Graham Davey, professor of psychology at Sussex University, says: “These days news is often displayed in ways which are emotive and fearful when there’s really no underlying threat, so it becomes very easy for people to exaggerate their fears. The problem is that while it’s very easy to make someone anxious it’s almost impossible to stop them being anxious by saying it’s not a threat any more. Because people naturally adopt a ‘better safe than sorry’ attitude, and to stop feeling anxious they want objective evidence – usually from their own experience.
One also needs to look at the fact that some people are more prone to anxiety, thanks to genes or upbringing. High achievers, perfectionists and people-pleasers are also susceptible. But often it’s a combination of vulnerability and bad luck that can affect anyone, according to Professor Paul Salkovskis, the psychologist who transformed lives on Channel 4’s programme, House of Obsessive Compulsives.
Salkovskis, who is also clinical director of the Centre for Anxiety Disorders and Trauma, run by the Institute of Psychiatry, believes passionately that cognitive behavioural therapy is what many anxiety sufferers need, because unlike other therapies, its effectiveness has been carefully evaluated.
His view is endorsed by the Government, which is now at least some way towards achieving its election manifesto pledge of 10,000 new CBT therapists to be employed by the NHS to deal with mild to moderate mental ill-health.
Professor Salkovskis explains: “CBT is a type of applied common sense which works on a shared understanding between patient and therapist. It all boils down to the rather glib phrase we use to people who are anxious: ‘Pull yourself together’. That’s exactly what sufferer’s need, but they don’t know how. We have evidence that CBT helps. We seek to have very brief treatments and to avoid the big pitfall of traditional psychotherapies, which is dependency.”

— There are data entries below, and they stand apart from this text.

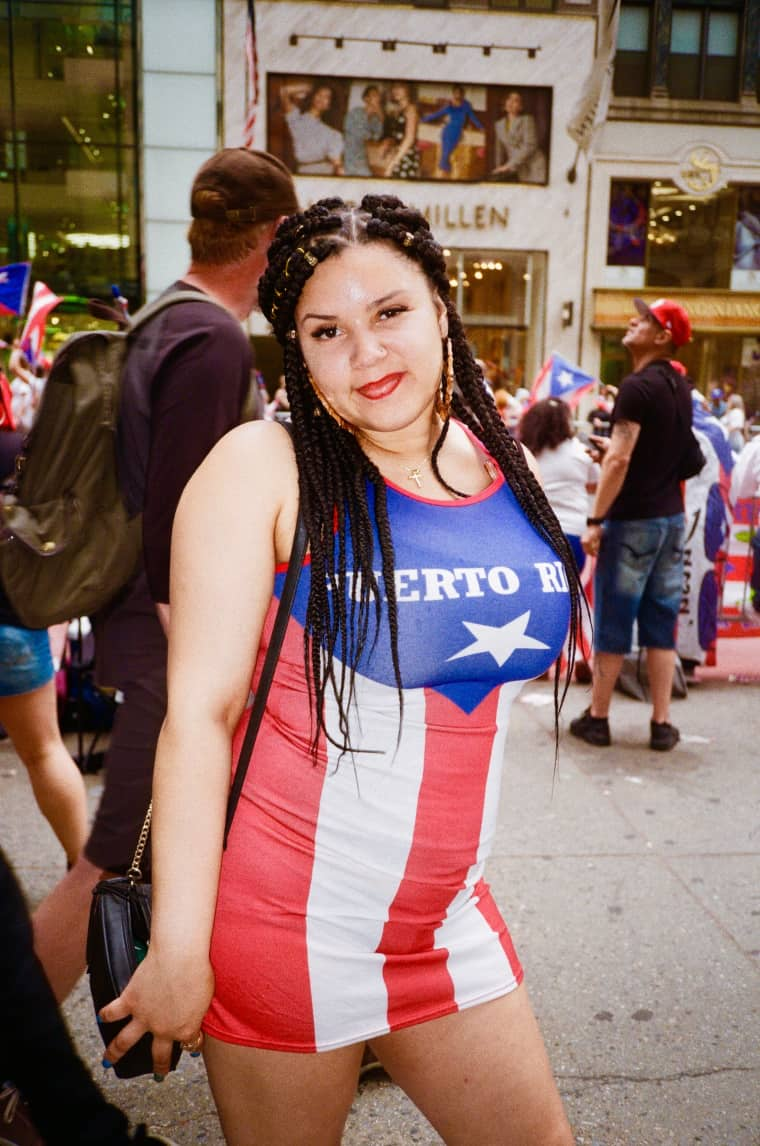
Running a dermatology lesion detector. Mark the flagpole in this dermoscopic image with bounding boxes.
[567,143,581,183]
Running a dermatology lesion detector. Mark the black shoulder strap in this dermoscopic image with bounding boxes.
[225,425,307,847]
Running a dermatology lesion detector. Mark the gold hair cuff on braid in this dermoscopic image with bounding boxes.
[282,246,320,278]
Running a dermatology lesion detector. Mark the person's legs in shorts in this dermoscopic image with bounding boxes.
[0,625,87,864]
[590,521,652,720]
[34,664,166,1000]
[638,513,684,724]
[0,851,136,1146]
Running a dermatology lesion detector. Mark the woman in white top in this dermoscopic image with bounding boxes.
[518,398,600,570]
[721,394,746,454]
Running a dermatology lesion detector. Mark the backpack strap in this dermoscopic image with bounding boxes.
[127,290,235,335]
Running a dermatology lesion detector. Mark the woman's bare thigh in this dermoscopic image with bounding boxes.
[371,986,573,1146]
[204,1035,365,1146]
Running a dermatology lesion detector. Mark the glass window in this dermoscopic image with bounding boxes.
[668,3,739,101]
[647,181,737,290]
[705,11,739,100]
[613,3,651,99]
[445,251,546,392]
[606,179,649,267]
[0,0,141,314]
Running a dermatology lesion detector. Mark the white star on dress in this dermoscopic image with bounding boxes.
[448,610,549,668]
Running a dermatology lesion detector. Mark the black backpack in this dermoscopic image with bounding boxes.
[0,291,228,629]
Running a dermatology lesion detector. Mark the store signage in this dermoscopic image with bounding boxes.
[593,290,760,332]
[417,203,509,231]
[673,143,726,198]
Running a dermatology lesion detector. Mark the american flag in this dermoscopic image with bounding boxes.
[243,0,259,148]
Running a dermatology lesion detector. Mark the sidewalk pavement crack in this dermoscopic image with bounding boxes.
[556,1067,760,1086]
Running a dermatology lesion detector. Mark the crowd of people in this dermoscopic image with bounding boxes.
[0,145,760,1146]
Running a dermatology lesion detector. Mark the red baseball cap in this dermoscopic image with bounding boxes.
[634,298,691,347]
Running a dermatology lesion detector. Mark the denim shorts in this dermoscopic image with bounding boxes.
[0,625,54,697]
[594,513,684,653]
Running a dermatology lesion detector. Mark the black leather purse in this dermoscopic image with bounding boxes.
[87,513,306,1078]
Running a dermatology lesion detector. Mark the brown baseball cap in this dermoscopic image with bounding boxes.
[190,147,298,223]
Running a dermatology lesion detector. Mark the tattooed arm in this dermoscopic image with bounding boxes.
[581,419,641,554]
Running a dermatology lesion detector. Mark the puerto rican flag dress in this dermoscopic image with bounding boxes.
[203,460,570,1052]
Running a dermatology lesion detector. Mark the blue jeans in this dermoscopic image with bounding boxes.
[0,625,54,697]
[594,513,684,653]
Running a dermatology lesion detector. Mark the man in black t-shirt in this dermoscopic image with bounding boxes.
[570,298,691,752]
[34,148,298,999]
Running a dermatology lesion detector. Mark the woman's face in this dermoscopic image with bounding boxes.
[504,92,523,116]
[296,242,448,433]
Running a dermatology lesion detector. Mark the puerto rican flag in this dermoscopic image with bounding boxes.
[528,351,597,406]
[21,282,63,366]
[0,262,32,314]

CBT appeals because it’s evidence-based, offers a quick, cheap fix (12 sessions average), and is dead practical – no self-indulgent Freudian delving into your childhood. But not everyone is so convinced. Nicky Lidbetter says, “CBT is a good therapy and it certainly works for some people. But it doesn’t suit everybody. We must take a much more holistic approach and have a variety of other treatments on offer. Sometimes simple changes to lifestyle can really help.”